C’est donc dans ces instants d’euphorie sociale que même ton frère mouton se dresse contre toi. Rappelle-toi, quelques jours après la bienheureuse élection du nouveau président, la guerre contre le journaliste maudit qui a parlé de “la fête de la dépendance”. En écoutant les vociférations le 22 novembre au matin, tu te demandais si, pendant la nuit du 21, le gouvernement avait tracé les frontières entre toi et sa sœur, rendu à leur maman les touristes en Syrie, et, si, pendant ce temps, les libanais de toutes confessions avaient décidé de dire “non, merci” au financement partisan étranger.

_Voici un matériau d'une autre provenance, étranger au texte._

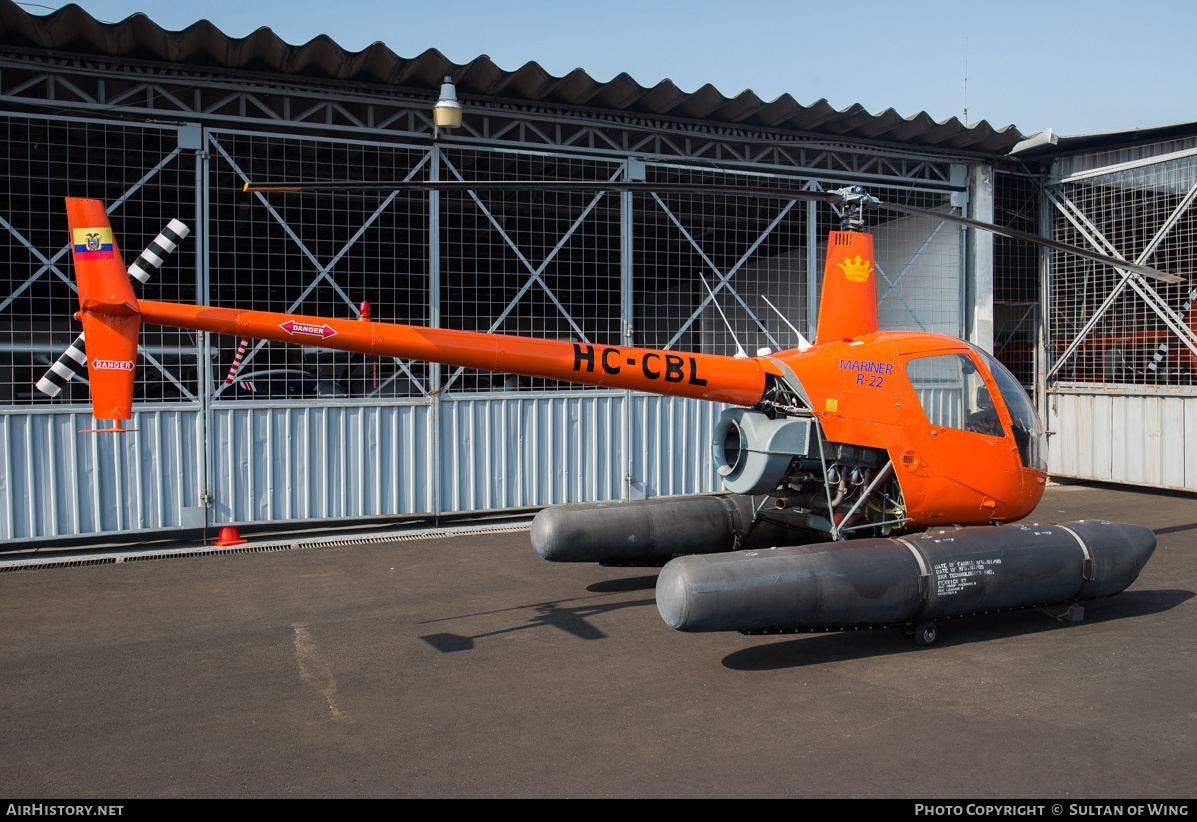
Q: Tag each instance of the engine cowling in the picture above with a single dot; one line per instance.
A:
(753, 452)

Par la même occasion, et, comme pour m’expliquer qu’une nouvelle page de l’histoire est tournée, Jean-du-générateur-de-quartier, a remplacé mon disjoncteur noir par un disjoncteur orange, signe des temps qui changent.

Quelques jours plus tard, c’était la fête du gouvernement venu sauver le monde. Pourtant, de la bouche même des bras droits du Président, “ce gouvernement n’est pas le premier gouvernement du Président, le VRAI gouvernement viendra après les élections”. En d’autres termes, ce gouvernement ne compte pas. D’ailleurs, pour le changement ou la réforme, on est vraiment passé à côté: même pas eu besoin d’appeler le photographe officiel pour la photo de groupe, on a juste photoshopé quatre ou cinq têtes. Le ridicule ne tuant pas au Liban – on l’a déjà démontré – Jean Ogasapian représente les blondes. L’avenir de la femme est entre deux bonnes mains grosses et velues.

Pour le parlement, ce n’est pas mieux. A part pour l’élection présidentielle, n’importe quel politicien tiré au hasard dans un bocal contenant des boules noires et des boules blanches, te dira qu’il n’a rien de légitime. Et son seul souci aujourd’hui c’est de profiter un max avant d’être réélu par une « nouvelle » loi électorale et de renaître comme le Phénix de ses cendres.

Donc, l’atmosphère zaïmiste ayant viré au beau fixe, le gouvernement a vite fait de s’atteler aux choses sérieuses. Jetant au troupeau intelligent et perspicace, l’opium de la loi électorale (on y reviendra dans un prochain post), pour le distraire des questions d’ordre secondaire. Il a, par exemple, remplacé Abdel Men3em Youssef avec la facilité d’un email à la poste. Tellement facilement, qu’il est légitime de se poser la question de savoir comment ce type qui a tenu tête à plusieurs gouvernements et trente fois plus de ministres, a finalement rangé sa valise et disparu avec la pudeur d’une jeune pucelle. Qui sait ? Une banque en Suisse est peut-être heureuse aujourd’hui… Mais, ce ne sont que présomptions et mauvaises langues! Aussi, avec la même bizarrerie, et sans aucun respect aux normes de sélection, deux imberbes en costume bleu-Hariri, sortis d’on ne sait quel chapeau de prestidigitateur, ont remplacé le Youssef en question. Le changement s’arrête à ce niveau et ton Internet continue à ramer à la vitesse d’une Ferrari faisant le trajet Jounieh – Achrafieh à l’heure de pointe, sous prétexte qu’on a besoin du projet de fibre optique qui coûtera au contribuable (ya3ni toi), un milliard de dollars pour profiter de la même connexion rapide et gratuite que les indiens d’Inde ont dans leurs trains par réseau wifi et qui n’a pratiquement rien coûté à leur gouvernement.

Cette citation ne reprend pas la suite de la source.